01/08/2018 10:28 BST | Updated 01/08/2018 10:28 BST

My 19-Year-Old Brother Is In Kurdistan And All Alone

- via Getty Images

I come from Syria and came to the UK in 2016 with my wife and three children. My first impressions of the UK were that it feels very safe here; it is democratic and there is freedom. There are a lot of work opportunities if you know the language. We really like these things about the UK.

Back in Syria I was working two jobs, making money, and life was okay. I used to do electronic adverts on billboards all over Syria, and also had a delivery and distribution job. But when the war started and Daesh came, they messed everything up; it all went downhill.                                                                     

We had to flee so we went to the border of Kurdistan and Syria. The first night we slept on the ground on the border, and then the next morning we were met by UN officials. They took us to a refugee camp and put us in tents. We didn’t get residency for another six months after that.

The war has split my family apart – my sister is in Belgium with her husband and children and my parents and two other sisters are in Qamshli, Syria, where the living situation is very bad.

The person I worry about most though is my younger brother, who is just 19 and alone in Kurdistan with no family to help him. The situation is very dangerous. Sometimes he sleeps on the street during hailstorms and cold. He applied to the UN for a tent but they denied him one because they said he didn’t need it. The Kurdish army caught him once and he escaped and ran to Kurdistan. He can’t go to Syria at all because they will enlist him to go fight if he did. I really worry about my brother.

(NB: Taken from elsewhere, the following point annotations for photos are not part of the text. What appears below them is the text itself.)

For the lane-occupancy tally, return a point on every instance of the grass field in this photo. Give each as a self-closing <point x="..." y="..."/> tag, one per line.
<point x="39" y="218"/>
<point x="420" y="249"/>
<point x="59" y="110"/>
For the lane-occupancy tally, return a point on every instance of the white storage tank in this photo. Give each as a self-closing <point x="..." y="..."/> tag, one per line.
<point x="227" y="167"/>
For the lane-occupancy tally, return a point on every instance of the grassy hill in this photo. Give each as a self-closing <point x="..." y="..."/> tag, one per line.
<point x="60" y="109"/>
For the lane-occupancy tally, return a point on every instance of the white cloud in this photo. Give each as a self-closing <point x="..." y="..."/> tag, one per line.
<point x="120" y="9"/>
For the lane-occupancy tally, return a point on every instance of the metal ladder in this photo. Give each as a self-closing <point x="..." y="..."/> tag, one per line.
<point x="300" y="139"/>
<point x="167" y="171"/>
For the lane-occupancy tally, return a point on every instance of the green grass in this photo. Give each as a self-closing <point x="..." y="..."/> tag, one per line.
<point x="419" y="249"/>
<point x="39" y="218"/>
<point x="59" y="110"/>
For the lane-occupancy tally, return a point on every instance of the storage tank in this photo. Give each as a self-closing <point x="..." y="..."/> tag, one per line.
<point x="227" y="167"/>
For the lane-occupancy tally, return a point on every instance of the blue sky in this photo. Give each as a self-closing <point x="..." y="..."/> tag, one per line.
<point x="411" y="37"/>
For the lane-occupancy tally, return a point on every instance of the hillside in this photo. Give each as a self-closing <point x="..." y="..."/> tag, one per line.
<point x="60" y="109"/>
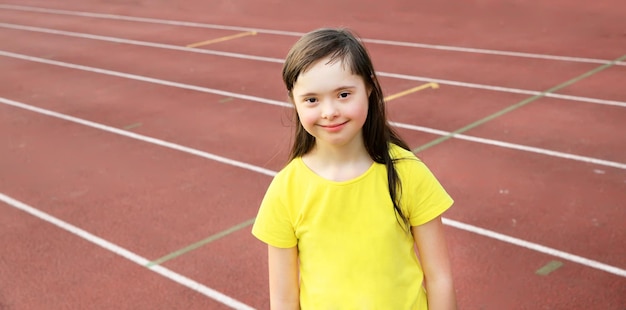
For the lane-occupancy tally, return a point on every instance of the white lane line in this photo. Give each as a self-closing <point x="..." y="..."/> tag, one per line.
<point x="133" y="135"/>
<point x="503" y="89"/>
<point x="514" y="146"/>
<point x="536" y="247"/>
<point x="144" y="79"/>
<point x="298" y="34"/>
<point x="284" y="104"/>
<point x="456" y="224"/>
<point x="280" y="61"/>
<point x="139" y="260"/>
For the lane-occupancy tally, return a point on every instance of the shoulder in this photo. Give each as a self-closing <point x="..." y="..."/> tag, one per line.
<point x="404" y="159"/>
<point x="287" y="174"/>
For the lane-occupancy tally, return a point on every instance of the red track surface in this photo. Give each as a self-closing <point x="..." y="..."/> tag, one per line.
<point x="153" y="200"/>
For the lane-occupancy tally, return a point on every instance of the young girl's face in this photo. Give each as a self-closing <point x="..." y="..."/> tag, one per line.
<point x="331" y="102"/>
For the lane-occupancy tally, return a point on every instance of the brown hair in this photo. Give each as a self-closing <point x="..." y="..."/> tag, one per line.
<point x="342" y="45"/>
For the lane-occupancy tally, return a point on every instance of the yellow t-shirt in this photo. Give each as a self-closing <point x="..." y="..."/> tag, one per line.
<point x="353" y="253"/>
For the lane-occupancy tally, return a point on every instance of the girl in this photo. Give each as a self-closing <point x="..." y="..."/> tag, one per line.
<point x="342" y="219"/>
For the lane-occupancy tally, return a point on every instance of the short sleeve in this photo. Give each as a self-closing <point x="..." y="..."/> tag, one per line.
<point x="423" y="195"/>
<point x="273" y="224"/>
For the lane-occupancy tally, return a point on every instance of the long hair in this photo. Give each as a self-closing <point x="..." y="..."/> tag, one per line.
<point x="342" y="45"/>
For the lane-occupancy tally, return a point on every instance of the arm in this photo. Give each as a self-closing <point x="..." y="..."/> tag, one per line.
<point x="284" y="282"/>
<point x="433" y="251"/>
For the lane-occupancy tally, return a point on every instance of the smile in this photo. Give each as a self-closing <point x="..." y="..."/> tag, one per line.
<point x="334" y="127"/>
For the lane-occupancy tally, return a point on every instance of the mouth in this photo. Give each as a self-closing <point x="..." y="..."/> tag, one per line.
<point x="333" y="126"/>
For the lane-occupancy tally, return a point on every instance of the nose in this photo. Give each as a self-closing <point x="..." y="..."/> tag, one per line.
<point x="330" y="110"/>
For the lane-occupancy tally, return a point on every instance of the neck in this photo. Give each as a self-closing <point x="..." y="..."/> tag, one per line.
<point x="338" y="163"/>
<point x="339" y="155"/>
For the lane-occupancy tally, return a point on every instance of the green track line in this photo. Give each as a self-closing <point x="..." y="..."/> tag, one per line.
<point x="200" y="243"/>
<point x="516" y="106"/>
<point x="477" y="123"/>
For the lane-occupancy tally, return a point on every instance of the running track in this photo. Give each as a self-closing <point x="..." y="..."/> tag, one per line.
<point x="132" y="165"/>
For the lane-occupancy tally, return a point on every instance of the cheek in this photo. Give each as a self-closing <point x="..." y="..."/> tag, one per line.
<point x="307" y="118"/>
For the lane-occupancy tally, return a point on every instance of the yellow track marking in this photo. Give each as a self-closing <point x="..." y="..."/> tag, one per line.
<point x="234" y="36"/>
<point x="412" y="90"/>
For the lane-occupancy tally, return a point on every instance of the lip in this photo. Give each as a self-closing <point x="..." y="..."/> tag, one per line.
<point x="334" y="127"/>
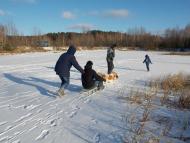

As the rules currently stand my brother does not qualify for family reunion, which means I do not know when I will ever be able to be with him again.  I find being apart from him heartbreaking, especially when I know that he is so vulnerable.

Syrian families, and especially Kurdish ones, are very, very close families and being apart really affects everyday life. My wife is apart from her family too and this has a really bad impact on her health and happiness. If we could be reunited with my family our life would be completely different; we would be so much happier and have much more energy to support our children. The loneliness is the problem, and our family abroad feel lonely as well. The most important thing for me is to be reunited with them and to live together in peace and safety.

Home Secretary, Sajid Javid, could make a vital difference to refugees with a simple stroke of a pen. As part of the Families Together coalition, the Refugee Council is calling on people to tell the Sajid Javid to do right by refugees living in the UK and enable them to be reunited with the family members they love and desperately miss.

We hope the Home Secretary will allow child refugees in the UK and give them the right to sponsor their close family, so they can rebuild their lives together and help them integrate in their new community; to expand who qualifies as family, so that young people who have turned 18 and elderly parents can join their family in the UK; and to reintroduce legal aid for refugee family reunion cases so people who have lost everything have the support they need to afford and navigate the complicated process of being reunited with their families.